We Like Shorts, Shorts is a new column in which we single out impressive short films which are easily accessible online. The full shorts will always be embedded in the articles for easy access.
Outside the oddly plagued trend of South Korean animation stand the short films of Jang Hyung-yun. While the majority of the industry’s 20-year old, government-backed flourish in domestic production has failed to deal with the stylistic dictates of globally popular Japanese anime, Jang’s films straddle the line between copying and departing from the aesthetics of anime and American cartoons. Somewhat reminiscent of the films of Studio Ghibli, they sport vividly realistic backgrounds while also parodying and reassessing varioius tropes of anime and Western fairy tales. Of his award-winning festival favorites of animation, short and children’s film circuits worldwide, though, his best known and perhaps most autobiographical and allegorical work remains Wolf Daddy, even with its shoestring budget and production value.
Jang narrates the story primarily through present-tense voiceover by its protagonist, a large, softly voiced, snow-white, anthropomorphic, bipedal wolf that has recently won a literary award. Set on writing his magnum opus to emancipate wolves from the prejudices of human society in the calm, idyllic solitude of his country cottage, he’s interrupted by a series of women that claim to know him.
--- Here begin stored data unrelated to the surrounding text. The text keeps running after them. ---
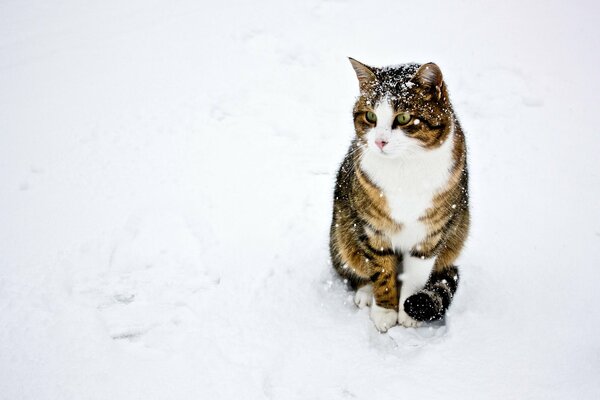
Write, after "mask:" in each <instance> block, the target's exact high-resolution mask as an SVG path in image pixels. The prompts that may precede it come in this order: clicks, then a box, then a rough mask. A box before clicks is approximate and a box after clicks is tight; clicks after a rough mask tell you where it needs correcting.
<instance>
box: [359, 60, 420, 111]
mask: <svg viewBox="0 0 600 400" xmlns="http://www.w3.org/2000/svg"><path fill="white" fill-rule="evenodd" d="M419 67H420V64H417V63H408V64H399V65H391V66H387V67H383V68H374V69H373V73H374V74H375V77H376V78H377V79H376V80H374V81H373V82H372V83H371V84H370V85H369V87H368V88H366V90H365V92H364V93H363V94H364V95H365V96H366V97H367V99H368V100H369V102H373V103H377V102H379V101H381V100H382V99H384V98H387V99H388V100H389V101H393V102H404V101H410V100H411V98H412V97H413V95H414V90H413V86H414V84H413V83H412V82H411V79H412V77H413V76H414V75H415V73H416V72H417V70H418V69H419Z"/></svg>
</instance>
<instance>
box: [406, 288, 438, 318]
mask: <svg viewBox="0 0 600 400" xmlns="http://www.w3.org/2000/svg"><path fill="white" fill-rule="evenodd" d="M404 310H405V311H406V314H408V315H409V316H410V317H412V318H413V319H415V320H417V321H435V320H438V319H440V318H442V317H443V316H444V305H443V301H442V299H441V298H440V296H439V295H438V294H437V293H435V292H430V291H424V290H422V291H420V292H417V293H415V294H413V295H412V296H410V297H409V298H407V299H406V301H405V302H404Z"/></svg>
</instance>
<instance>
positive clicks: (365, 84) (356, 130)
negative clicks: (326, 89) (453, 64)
mask: <svg viewBox="0 0 600 400" xmlns="http://www.w3.org/2000/svg"><path fill="white" fill-rule="evenodd" d="M350 62H351V63H352V67H354V70H355V72H356V76H357V77H358V82H359V87H360V96H359V98H358V99H357V101H356V104H355V105H354V112H353V114H354V127H355V130H356V135H357V137H358V140H359V143H360V144H361V145H362V146H363V147H365V146H366V148H367V150H366V151H370V152H373V153H374V154H377V155H380V156H382V157H386V158H397V157H403V156H407V155H410V154H414V153H417V152H422V151H424V150H429V149H434V148H437V147H439V146H440V145H441V144H443V143H444V141H445V140H446V139H447V137H448V135H449V133H450V132H451V130H452V121H453V112H452V106H451V104H450V101H449V99H448V92H447V91H446V85H445V84H444V80H443V77H442V71H441V70H440V68H439V67H438V66H437V65H436V64H434V63H427V64H423V65H419V64H414V63H411V64H402V65H396V66H391V67H383V68H374V67H370V66H367V65H365V64H362V63H360V62H358V61H356V60H354V59H352V58H350Z"/></svg>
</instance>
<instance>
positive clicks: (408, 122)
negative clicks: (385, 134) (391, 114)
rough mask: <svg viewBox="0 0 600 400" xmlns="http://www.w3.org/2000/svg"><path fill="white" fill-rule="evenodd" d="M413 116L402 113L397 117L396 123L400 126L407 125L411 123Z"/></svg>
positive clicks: (397, 116) (396, 119)
mask: <svg viewBox="0 0 600 400" xmlns="http://www.w3.org/2000/svg"><path fill="white" fill-rule="evenodd" d="M410 119H411V116H410V114H409V113H402V114H398V116H396V122H398V124H399V125H406V124H408V123H409V122H410Z"/></svg>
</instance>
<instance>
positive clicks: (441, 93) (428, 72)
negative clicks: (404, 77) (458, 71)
mask: <svg viewBox="0 0 600 400" xmlns="http://www.w3.org/2000/svg"><path fill="white" fill-rule="evenodd" d="M411 81H412V82H414V83H416V84H417V85H419V87H420V88H421V89H422V90H423V94H424V95H425V97H426V98H427V100H432V99H436V100H439V99H440V97H441V96H442V86H443V85H444V77H443V76H442V70H440V67H438V66H437V65H436V64H434V63H427V64H423V65H421V67H420V68H419V70H418V71H417V72H416V73H415V75H414V76H413V77H412V79H411Z"/></svg>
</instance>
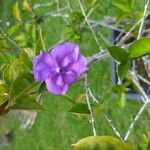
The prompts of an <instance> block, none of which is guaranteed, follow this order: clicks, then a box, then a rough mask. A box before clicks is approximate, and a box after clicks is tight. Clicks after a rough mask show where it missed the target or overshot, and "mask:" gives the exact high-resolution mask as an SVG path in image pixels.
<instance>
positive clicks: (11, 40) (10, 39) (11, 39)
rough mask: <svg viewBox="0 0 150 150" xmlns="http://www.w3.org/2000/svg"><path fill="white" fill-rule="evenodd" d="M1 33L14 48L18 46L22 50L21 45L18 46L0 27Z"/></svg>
mask: <svg viewBox="0 0 150 150" xmlns="http://www.w3.org/2000/svg"><path fill="white" fill-rule="evenodd" d="M0 32H1V34H2V35H3V36H4V37H5V38H6V39H7V40H8V41H9V42H10V43H12V44H13V45H14V46H16V47H17V48H18V49H22V48H21V47H20V46H19V45H17V44H16V43H15V42H14V41H13V40H12V39H11V38H10V37H8V36H7V35H6V33H5V32H4V31H3V29H2V27H0Z"/></svg>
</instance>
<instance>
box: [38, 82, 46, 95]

Not here to idolize him as a Casanova figure, they introduce a young child or animal to him as their father before abruptly leaving them at his doorstep, evoking the phrase “throwing them to the wolves.” The Wolf, though, as per his humanist inclinations, rises to the occasion and rapidly begins to change his ideology and way of life as he he earnestly starts to act as a father figure for the queer family that starts to form under his roof.
Though reminiscent of Takahata Isao’s Panda, Go! Panda, Jang’s work is commonly cited for being uniquely quirky and unexplainable—excluding his more mainstream, feature-length debut The Satellite Girl and Milk Cow of last year. Both of these characterizations are more or less euphemisms for what Wolf Daddy represents and how it functions. On the surface, it’s a queer (though rarely sexual) narrative in which a “lone wolf” meets his honest goals (showing the humanity of his kind) by recognizing and giving up his lofty ambitions for a role that burdens most of society (child rearing). It’s a silent but effective confrontation of the hypocrisy of Confucianism at its split between scholastic appreciation and familial harmony. 1
As for the narrative world’s functions, or rather its constructive progression, Wolf Daddy does something that even the most organically produced indie or self-aware film in general rarely does, especially for animation, a genre and format that consistently relies on either comic or melodramatic devices (even in its most experimental enclaves). Like anime narratives such as Attack on Titan, One Piece, or even the Avatar franchise or pastiches like Gintama or Bobobo-bo bo-bobo, many South Korean attempts at universally thematic storytelling and entertainment have been plagued by the sentimental nationalism that date back not just to World War II but also 19th-century European Romanticism. Wolf Daddy, on the other hand, time and again looses itself of its initial narrative rules rather than apply more. In a formal and not just thematic aspect, its story progresses through an expanding universe of possibility, seeking a more egalitarian rather than utopian conclusion that may see fault in any of its individuals, but never a Manichean dichotomy (even with the mysterious, child-abandoning women).
Yet this lack of hyperbole doesn’t make it any less emotional or comical. Jang takes numerous opportunities to make visual jokes, big and small, 2 yet rarely distracts from its larger themes of parenting and social acceptance. When, for example, the 6-year-old girl Young-hee lets the Wolf’s meal, a living male deer, out of the fridge and innocently leaves them alone together, both the obvious and the unexpected happen, respectively in that order (I refuse to spoil any more!). And when the Wolf takes a job busing all the local children to primary school, it not only recalls the previous scene, but more fully evokes the general image of the Big Bad Wolf, only to recognize his individual queerness at the point of completing his assimilation into society.
Wolf Daddy employs a risky strategy that might not work in just any setting, yet Jang proves his expertise at both situating and steering it. Bittersweet and lighthearted, fantastical and mundane, it’s as compelling as any the character studies of Takahata, and the story’s biggest question becomes irrelevant long before the Wolf’s final, most poignant words.